The majority of the food handlers studied had actively used hand disinfectants. This might reflect in the lower detection rate of S. aureus in the hands (9%) compared to nasal samples (29%). These results indicate that examining S. aureus from hand samples only is not always a reliable way to detect the carriage of S. aureus . Preparing food for aircraft is a highly vulnerable operation, and therefore testing carriage among food handlers is of valuable assistance in planning preventive measures. A potential risk of foodborne disease was shown by the results of the present study, which found S. aureus in both hot and cold aircraft meals, 0.6% and 7% respectively (I, II), as well as the study by Ewald and Christensen (1987) dealing with the occurrence of enterotoxin producing S. aureus strains in aircraft meals. This should be taken into account in hygiene training. Extra training, such as the proper use of disposable gloves, should focus on food handlers who are S. aureus carriers.

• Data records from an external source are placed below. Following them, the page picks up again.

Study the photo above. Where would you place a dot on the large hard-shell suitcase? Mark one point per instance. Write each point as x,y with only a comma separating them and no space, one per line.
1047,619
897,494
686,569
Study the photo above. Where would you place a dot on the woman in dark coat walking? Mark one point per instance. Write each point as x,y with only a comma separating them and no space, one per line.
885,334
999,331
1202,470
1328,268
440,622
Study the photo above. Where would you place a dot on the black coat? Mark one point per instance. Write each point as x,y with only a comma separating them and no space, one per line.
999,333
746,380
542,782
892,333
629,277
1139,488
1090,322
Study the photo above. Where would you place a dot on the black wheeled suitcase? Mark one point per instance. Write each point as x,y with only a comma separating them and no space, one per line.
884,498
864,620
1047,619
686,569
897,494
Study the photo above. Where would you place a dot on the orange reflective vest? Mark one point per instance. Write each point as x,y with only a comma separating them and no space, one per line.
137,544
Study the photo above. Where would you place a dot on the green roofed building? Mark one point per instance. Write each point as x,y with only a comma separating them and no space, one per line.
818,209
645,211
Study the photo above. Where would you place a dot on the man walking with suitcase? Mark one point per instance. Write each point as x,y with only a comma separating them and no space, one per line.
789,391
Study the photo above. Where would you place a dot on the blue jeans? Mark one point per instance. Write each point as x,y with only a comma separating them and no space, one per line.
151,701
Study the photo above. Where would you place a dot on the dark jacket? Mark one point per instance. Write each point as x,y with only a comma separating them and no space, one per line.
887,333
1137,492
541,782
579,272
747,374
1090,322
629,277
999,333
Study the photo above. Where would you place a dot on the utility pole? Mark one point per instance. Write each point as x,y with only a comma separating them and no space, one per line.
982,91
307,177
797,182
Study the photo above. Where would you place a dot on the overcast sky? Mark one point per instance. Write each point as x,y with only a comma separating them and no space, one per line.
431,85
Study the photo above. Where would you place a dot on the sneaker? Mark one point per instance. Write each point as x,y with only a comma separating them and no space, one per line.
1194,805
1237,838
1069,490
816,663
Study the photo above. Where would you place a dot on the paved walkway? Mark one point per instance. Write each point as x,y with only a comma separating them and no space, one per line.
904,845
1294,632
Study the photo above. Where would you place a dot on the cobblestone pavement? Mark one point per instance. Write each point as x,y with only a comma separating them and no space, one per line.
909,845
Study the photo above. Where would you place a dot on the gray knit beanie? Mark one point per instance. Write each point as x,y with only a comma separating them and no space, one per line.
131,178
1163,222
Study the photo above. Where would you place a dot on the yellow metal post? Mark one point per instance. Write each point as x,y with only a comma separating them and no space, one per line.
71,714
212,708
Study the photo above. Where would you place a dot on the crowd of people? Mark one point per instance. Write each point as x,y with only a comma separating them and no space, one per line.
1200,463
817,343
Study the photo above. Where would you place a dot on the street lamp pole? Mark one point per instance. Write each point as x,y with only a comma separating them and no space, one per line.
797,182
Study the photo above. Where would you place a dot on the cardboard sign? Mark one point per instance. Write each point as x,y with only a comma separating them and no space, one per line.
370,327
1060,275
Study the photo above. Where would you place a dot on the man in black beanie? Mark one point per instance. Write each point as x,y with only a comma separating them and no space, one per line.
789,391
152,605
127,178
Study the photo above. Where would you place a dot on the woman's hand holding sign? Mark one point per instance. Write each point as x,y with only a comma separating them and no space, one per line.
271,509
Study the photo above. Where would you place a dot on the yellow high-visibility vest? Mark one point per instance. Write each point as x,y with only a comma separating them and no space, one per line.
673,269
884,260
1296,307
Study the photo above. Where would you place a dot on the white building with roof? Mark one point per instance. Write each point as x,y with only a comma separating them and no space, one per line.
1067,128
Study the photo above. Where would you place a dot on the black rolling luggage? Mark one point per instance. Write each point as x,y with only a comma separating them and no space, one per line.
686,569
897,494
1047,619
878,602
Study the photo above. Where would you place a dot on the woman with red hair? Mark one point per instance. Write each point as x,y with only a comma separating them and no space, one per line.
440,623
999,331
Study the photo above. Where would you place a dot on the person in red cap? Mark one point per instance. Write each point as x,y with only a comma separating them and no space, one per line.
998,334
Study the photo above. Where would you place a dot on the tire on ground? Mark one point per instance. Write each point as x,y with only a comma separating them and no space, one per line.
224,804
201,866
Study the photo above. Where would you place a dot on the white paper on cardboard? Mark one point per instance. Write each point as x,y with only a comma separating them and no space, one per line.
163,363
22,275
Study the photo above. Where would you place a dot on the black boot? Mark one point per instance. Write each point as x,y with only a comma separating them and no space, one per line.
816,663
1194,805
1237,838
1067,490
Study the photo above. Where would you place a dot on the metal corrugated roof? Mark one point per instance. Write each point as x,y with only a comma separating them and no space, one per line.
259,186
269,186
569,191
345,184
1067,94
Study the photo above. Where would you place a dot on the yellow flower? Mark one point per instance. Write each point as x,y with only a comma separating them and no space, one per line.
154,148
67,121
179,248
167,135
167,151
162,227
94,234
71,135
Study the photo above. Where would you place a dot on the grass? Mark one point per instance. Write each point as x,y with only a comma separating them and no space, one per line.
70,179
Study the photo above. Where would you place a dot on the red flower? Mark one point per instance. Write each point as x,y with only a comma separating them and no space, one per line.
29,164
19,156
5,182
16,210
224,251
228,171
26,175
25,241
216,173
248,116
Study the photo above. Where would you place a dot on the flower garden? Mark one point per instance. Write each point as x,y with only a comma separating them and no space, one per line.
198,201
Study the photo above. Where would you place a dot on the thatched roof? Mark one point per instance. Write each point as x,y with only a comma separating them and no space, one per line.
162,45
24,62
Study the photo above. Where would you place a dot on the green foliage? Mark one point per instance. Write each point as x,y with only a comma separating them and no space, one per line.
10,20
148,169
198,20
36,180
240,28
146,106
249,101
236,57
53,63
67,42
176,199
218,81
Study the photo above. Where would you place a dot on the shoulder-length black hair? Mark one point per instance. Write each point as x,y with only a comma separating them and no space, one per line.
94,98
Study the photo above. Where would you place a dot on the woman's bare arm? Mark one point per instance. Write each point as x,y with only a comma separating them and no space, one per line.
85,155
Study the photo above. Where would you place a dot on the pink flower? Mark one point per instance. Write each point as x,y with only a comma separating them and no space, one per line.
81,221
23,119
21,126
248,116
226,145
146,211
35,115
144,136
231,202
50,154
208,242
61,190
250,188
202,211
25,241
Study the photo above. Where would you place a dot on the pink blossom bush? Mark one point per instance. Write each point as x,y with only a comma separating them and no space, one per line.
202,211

PFGE typing revealed a wide diversity in genomic types, showing 32 different types among 35 food handlers. In the present study one clone mainly colonised one person, but three persons were also found to carry 2 different types in the samples taken on the same day. In this study, in 4 cases of the 7 showing S. aureus on both the hands and in the nose, the strain was also found on the hands, clearly indicating transmission of the strain from the nose to the hand. As regards the types which were found in hand samples only, a person’s hands may naturally become contaminated with strains from a source other than the person him/herself. When the carriage of S. aureus in the nares was monitored in Japan (Hu et al. 1995), only one clone colonised one person and it persisted for a long period. This gives rise to major questions: is a persistently colonised individual always inhabited by the same strain, or can strain exchange occur. A recent study following S. aureus nasal carriage over eight years identified 47% non-carriers, 17% intermittent carriers, and 36% persistent carriers (Van den Bergh et al. 1999). Further characterisation of S. aureus strains by PFGE is very useful in case of tracing the source of contamination.